While there are nuances to it (notably, the challenge of delivering products that satisfy users), this is such obvious truism that I don’t think you’d object to it. In fact, I can see you saying the same thing in a different circumstance, when it’s your turn to stress the importance of user loyalty.
Now in particular:
WE is a MS subsidiary, meaning the money they make isn’t their own. Their funding is not drawn from their own profit, but allocated by their boss depending on company strategy and their performance. And corporate Key Performance Indicators account for factors other than direct profit.
We don’t know how exactly Microsoft measures World’s Edge’s (or any of its subsidiaries’) success, but we do have a clue.
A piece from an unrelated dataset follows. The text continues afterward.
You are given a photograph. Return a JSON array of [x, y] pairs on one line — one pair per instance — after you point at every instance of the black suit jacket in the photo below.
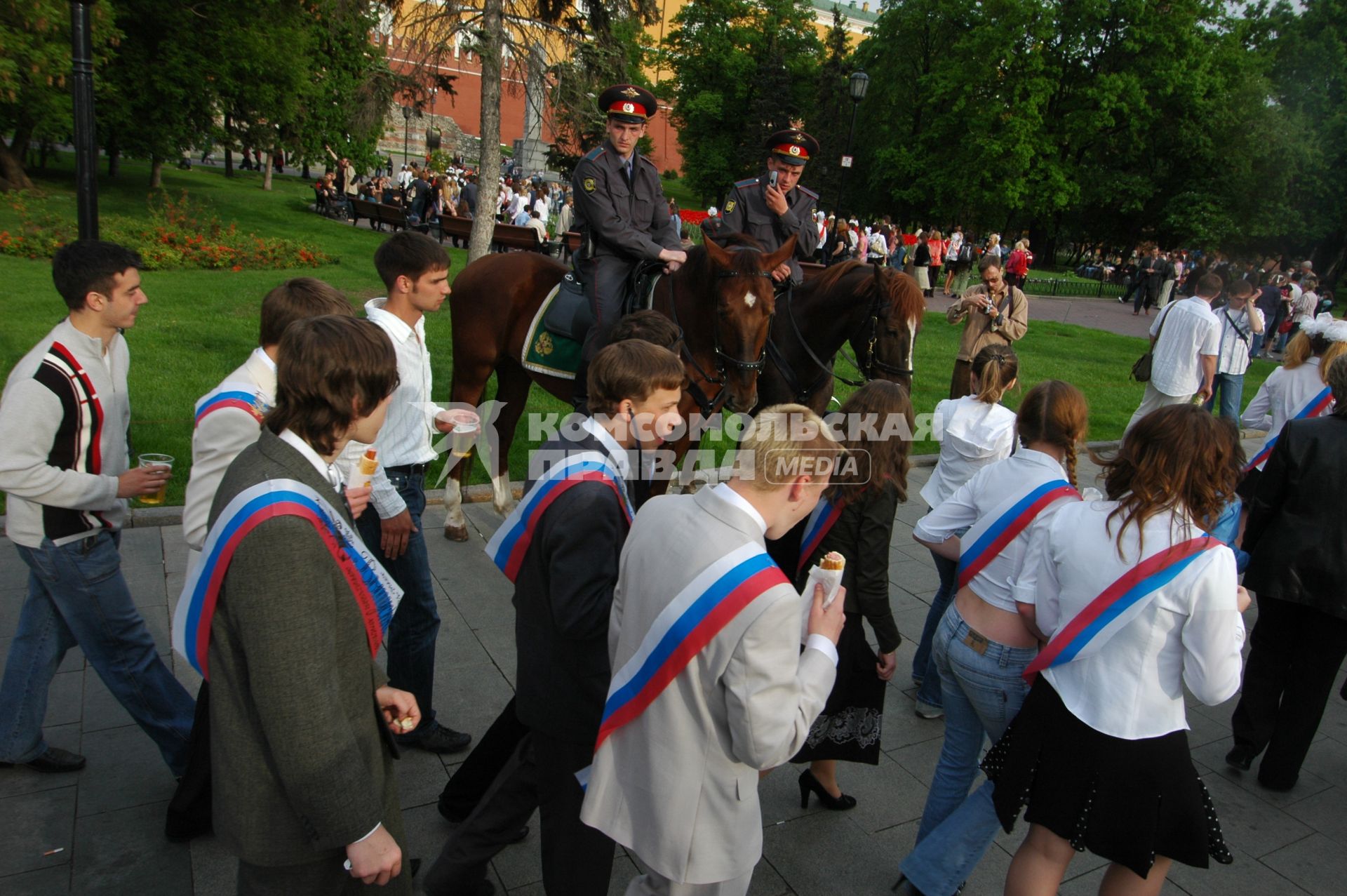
[[1297, 530], [562, 600]]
In the Bloomberg report revealing that MS has been demanding an extreme 30% profit margin (seldom achievable in the industry) from its game departments since “fall 2023”, there’s this part:
Xbox offers its developers a credit, which it calls “member-weighted value” and is calculated based on several factors, such as the number of hours that Game Pass players collectively spend on a particular title. The opaque formula seems to favor games in which players can spend the most amount of hours, such as online multiplayer titles, according to people familiar with the calculations.
In other words, total hours played by users is a metric that MS tracks and values highly.
People keep playing the game matters to WE, that’s why they have been developing all these different replayable roguelite modes - to harvest longer gameplay hours from casual users who don’t play competitive multiplayer.